WEST.小瀧望、“我慢”の時期を経てまもなく迎える30代は「肩を振り回して実りのある時間に」

――井上ひさしさんの戯曲にはどんな印象を持たれましたか?
小瀧:言葉が本当に美しいなって思いました。言葉の魔術師と呼ばれるのがよく分かります。
ただ、セリフ量がすごいので、覚えられるかな?という不安もありますね。
――いつもどこでセリフを覚えるんですか?
小瀧:家の中をウロウロしながらとか、行き帰りの車でも予習復習しています。メンバーのいる楽屋はうるさいんで覚えられないです。濱田とかずっと中身のないことを喋ってるんで気が散るんですよ。
――(笑)。悪事に手を染める点は置いといて、太郎は、口八丁手八丁で男性も女性も虜にしていく魅力あふれる人物です。WEST.のメンバーの中で、この人の言ってることについつい惹き込まれてしまうなという方はどなたでしょう?
小瀧:……桐山(照史)じゃないですか? 商売人なんでね、魂が。照史がオススメするご飯屋さんとか絶対行っちゃいますね。それで間違いなく美味いんですよ。濱田に美味しいお店とか聞いたことないです。
あとは、藤井(流星)にプレゼンされたものは、逆に信用がない(笑)。
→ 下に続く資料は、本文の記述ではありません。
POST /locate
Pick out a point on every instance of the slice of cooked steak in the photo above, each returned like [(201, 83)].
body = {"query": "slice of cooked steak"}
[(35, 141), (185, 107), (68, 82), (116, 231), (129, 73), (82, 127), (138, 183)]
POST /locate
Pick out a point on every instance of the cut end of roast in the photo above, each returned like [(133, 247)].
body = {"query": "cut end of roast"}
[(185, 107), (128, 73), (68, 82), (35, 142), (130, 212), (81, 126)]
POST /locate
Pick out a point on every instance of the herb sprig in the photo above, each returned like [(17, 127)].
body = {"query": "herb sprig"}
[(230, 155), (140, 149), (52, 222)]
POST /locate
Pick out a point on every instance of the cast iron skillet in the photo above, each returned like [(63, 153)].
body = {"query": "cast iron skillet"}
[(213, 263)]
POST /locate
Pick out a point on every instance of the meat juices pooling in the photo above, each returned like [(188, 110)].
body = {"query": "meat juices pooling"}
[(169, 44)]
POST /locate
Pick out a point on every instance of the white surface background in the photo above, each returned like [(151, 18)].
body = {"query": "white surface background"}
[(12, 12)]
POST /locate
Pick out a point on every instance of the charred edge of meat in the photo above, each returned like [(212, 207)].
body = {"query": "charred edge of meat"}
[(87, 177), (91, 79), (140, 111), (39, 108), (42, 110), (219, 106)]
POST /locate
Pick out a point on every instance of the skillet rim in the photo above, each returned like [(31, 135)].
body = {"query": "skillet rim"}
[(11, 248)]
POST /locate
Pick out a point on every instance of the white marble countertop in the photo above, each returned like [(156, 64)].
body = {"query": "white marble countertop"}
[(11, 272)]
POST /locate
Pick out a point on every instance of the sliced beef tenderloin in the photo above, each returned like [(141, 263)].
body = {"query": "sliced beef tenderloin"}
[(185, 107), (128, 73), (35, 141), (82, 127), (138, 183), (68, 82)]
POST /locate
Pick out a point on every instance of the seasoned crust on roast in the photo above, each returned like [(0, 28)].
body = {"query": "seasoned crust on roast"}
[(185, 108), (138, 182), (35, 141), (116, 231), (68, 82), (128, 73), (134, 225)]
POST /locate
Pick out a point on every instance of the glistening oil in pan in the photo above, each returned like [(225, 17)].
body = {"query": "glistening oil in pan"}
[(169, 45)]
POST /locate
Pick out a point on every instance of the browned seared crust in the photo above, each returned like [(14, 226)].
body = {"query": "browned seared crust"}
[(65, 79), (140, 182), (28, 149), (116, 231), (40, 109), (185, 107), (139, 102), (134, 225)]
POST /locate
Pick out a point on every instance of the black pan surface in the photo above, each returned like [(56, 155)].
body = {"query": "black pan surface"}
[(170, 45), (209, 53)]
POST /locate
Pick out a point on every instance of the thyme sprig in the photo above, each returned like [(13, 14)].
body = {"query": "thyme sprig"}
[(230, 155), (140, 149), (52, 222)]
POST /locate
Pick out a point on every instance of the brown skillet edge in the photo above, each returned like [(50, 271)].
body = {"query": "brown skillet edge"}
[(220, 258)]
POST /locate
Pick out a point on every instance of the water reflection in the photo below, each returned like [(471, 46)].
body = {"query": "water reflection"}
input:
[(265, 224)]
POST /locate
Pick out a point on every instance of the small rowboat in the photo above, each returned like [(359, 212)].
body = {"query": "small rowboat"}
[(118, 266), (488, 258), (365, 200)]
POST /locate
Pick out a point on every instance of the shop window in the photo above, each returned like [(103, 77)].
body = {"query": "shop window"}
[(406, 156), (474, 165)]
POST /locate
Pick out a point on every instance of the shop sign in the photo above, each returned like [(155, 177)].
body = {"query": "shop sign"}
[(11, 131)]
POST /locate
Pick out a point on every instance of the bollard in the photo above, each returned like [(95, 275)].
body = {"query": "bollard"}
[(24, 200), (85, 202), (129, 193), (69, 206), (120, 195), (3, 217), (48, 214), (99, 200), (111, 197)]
オススメの面白いアニメとかも、これこれこんなんで面白いって言われても「へえ~」って言って観ず、たまたま別の機会に観て「めっちゃ面白かったよ」って言ったりとか。なんかいろんなタイプがいるんですよね、僕たち(笑)。
――先ほどもお話がありましたが、東京公演が終わり大阪公演までの間の7月30日に30歳のお誕生日を迎えられます。振り返ると20代はどんな時代でしたか?
小瀧:20代は……我慢。我慢ですかね。特に20代前半は伸び悩んだなっていう、それがコンプレックスでもあります。20代後半から「これだ!」っていう自分の好きなことを見つけて、年1本作品をやらせてもらって、そのほかにドラマも出させていただいてすごくありがたかったですけど、もうちょっと行きたかったなっていうのが20代の思いです。
――30代はどんな小瀧さんを見せていきたいですか?
小瀧:太郎ってカッコいいな、生きたいように思いっきり生きて素敵だなと思うので、太郎からいい影響を受けて、個人としてもグループとしても、もうツーステップ、スリーステップ、成長できたらなって思います。
僕、今すごく肩がこんな(振り回す)になってるんですよ。「よっしゃ!やるぞ!」みたいな。人生の先輩とご飯を食べた時に「あんまり頑張りすぎない方がいいんじゃない?」って言われたので、まあまあ楽な気持ちで真摯に向き合い続けようと思うんですけど、それでもこう(肩を振り回す)なっていくと思うので実りのある時間にしたいですね。
(取材・文:近藤ユウヒ 写真:高野広美)
PARCO PRODUCE 2026『うま-馬に乗ってこの世の外へ-』は、東京・PARCO劇場にて7月8日~28日、大阪・SkyシアターMBSにて8月6日~12日上演。